Although the Constitutional Court judgment on the executive ethics code has been welcomed as a victory for access to information and transparency in South Africa, electoral system advocacy organisation My Vote Counts has warned that this is the beginning of a long and complicated process of amending the code and making it into law.

The apex court upheld a high court ruling that the executive ethics code is unconstitutional and invalid in that it does not compel members of the executive to disclose donations made to campaigns for positions within political parties, and gave Parliament 12 months to amend it.

The Constitutional Court held that the purpose of the wide-ranging provisions of the Executive Members’ Ethics Act was to ensure that executive government members do not place themselves in compromising positions that may impair their ability to discharge their duties without any undue influence, which includes the acceptance of undisclosed financial contributions.

The court said: 

Central to this objective is the fight against the endemic corruption that pervades our body politic.

The new law will require all executive members, including the president, deputy president, ministers and deputy ministers, to disclose their funding, although though it won’t be retrospective, which the critics of President Cyril Ramaphosa are disappointed in as they wanted him to account for his the CR17 donations of 2017, for his candidacy for ANC president.

READ: Are political parties honest about their funding?

Sheilan Clarke, head of communications and stakeholder management at My Vote Counts, said the judgment was a victory in terms of transparency because it further solidifies what they have been fighting for, for years.

Clarke said: 

But it is unlikely that this will be in effect before the 2024 election.

There are many processes to be followed till the amendment becomes a law.

“There will be a consultation process before it is sent to the president to sign.

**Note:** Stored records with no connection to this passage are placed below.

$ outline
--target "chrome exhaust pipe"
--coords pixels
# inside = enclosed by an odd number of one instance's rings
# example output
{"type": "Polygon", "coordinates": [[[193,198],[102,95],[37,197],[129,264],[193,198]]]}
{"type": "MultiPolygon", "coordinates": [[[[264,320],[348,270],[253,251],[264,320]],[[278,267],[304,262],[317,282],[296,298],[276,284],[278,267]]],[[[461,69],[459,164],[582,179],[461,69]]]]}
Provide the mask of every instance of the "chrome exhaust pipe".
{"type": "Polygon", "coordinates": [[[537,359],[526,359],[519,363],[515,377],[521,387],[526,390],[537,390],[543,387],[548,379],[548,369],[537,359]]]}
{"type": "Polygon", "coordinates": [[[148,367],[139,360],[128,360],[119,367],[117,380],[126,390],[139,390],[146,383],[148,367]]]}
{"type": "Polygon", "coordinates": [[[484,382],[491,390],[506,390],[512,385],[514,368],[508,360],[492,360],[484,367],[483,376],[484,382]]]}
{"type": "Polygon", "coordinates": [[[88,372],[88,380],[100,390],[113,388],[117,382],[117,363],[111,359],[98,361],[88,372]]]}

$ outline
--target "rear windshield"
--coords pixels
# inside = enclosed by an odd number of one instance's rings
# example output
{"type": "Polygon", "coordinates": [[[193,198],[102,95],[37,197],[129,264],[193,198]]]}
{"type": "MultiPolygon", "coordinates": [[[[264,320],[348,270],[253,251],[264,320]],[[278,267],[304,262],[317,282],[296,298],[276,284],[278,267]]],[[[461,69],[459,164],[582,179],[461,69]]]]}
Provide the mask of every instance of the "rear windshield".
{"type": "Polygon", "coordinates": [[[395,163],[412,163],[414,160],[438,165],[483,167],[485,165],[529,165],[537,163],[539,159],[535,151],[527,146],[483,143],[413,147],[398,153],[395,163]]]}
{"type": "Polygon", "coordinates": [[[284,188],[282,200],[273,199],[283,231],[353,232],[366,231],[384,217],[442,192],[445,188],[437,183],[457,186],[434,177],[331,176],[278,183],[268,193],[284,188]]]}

We all know that there are many things which are at the president’s desk.”

Clarke said it might take over two years to make the executive ethics code into law.

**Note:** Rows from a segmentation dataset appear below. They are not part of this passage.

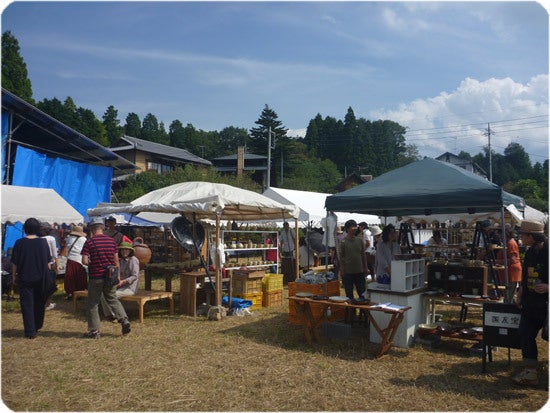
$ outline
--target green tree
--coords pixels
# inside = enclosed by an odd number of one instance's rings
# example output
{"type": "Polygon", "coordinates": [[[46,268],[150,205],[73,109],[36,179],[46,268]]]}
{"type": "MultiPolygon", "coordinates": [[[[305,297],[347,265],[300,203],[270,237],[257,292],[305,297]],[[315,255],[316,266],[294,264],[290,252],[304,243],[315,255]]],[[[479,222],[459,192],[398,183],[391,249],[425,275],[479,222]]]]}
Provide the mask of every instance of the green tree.
{"type": "Polygon", "coordinates": [[[120,120],[118,119],[118,111],[113,105],[109,106],[103,114],[103,126],[109,145],[112,145],[124,135],[124,128],[120,126],[120,120]]]}
{"type": "Polygon", "coordinates": [[[92,110],[79,107],[76,109],[75,118],[75,123],[78,125],[75,127],[76,130],[100,145],[109,146],[105,127],[103,123],[96,118],[92,110]]]}
{"type": "Polygon", "coordinates": [[[286,136],[287,128],[283,126],[283,122],[279,119],[277,113],[269,106],[265,105],[259,119],[254,122],[258,125],[255,128],[250,129],[250,151],[257,155],[267,155],[267,142],[268,131],[271,128],[271,133],[275,137],[271,137],[271,143],[273,145],[274,140],[280,139],[286,136]]]}
{"type": "Polygon", "coordinates": [[[137,113],[130,112],[126,116],[126,124],[124,125],[124,133],[132,138],[141,138],[141,120],[137,113]]]}
{"type": "Polygon", "coordinates": [[[34,105],[27,64],[11,31],[2,33],[2,87],[34,105]]]}
{"type": "Polygon", "coordinates": [[[235,126],[223,128],[219,133],[220,146],[223,148],[223,152],[218,156],[231,155],[237,152],[239,146],[246,148],[248,139],[248,131],[245,128],[236,128],[235,126]]]}
{"type": "Polygon", "coordinates": [[[148,113],[141,124],[141,139],[158,142],[159,123],[155,115],[148,113]]]}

When it comes to promotion of access to information, the order was to say that we live in a democratic country and we must uphold the pillars of democracy which are based on transparency. We need constitutional rights to access information. Information around party funding is crucial in making informed decisions at the ballot box.

“If we don’t see where money comes from in our political sphere, how do we know that everything is fine? How do you know that politicians and political parties play towards the interests of the voter?” she asked.

Clarke said that, in principle, politicians should be accountable to the voters, not to political parties.

“So, it is a victory for voters. It is just another way in which we solidify the fact that access to information and transparency is crucial to make sure that democracy works or how it should work.”

Solly Malatsi of the DA said the party welcomed the judgment with regards to the declaration of financial interests by members of the executive, especially pertaining to internal party campaign funding.

READ:‘Party funding law will end corruption’ – Cyril Ramaphosa

“DA federal leader John Steenhuisen visited the Union Buildings earlier this year to assess the register of executive members’ interests and resolved that there needed to be far more transparency and accessibility surrounding this information,” Malatsi said.

He also said the DA was already compiling a private members’ bill to amend the Executive Members’ Ethics Act in this regard, and the party would include the findings of the Constitutional Court judgment in the proposed legislation.

He said: 

It is in the public’s interest for this information to be accessible.

The ruling comes after the amaBhungane Centre for Investigative Journalism challenged the executive ethics code, arguing that politicians could take advantage of gaps within the code to escape scrutiny.

The Public Protector’s office also welcomed the ruling, saying that the enforcement of the code was the exclusive domain of the Public Protector to the extent that it seeks to bring legal certainty.

In 2020, Public Protector Busisiwe Mkhwebane found that Ramaphosa had breached the code by not disclosing donations he received for his CR17 campaign, but her findings were was overturned by the courts.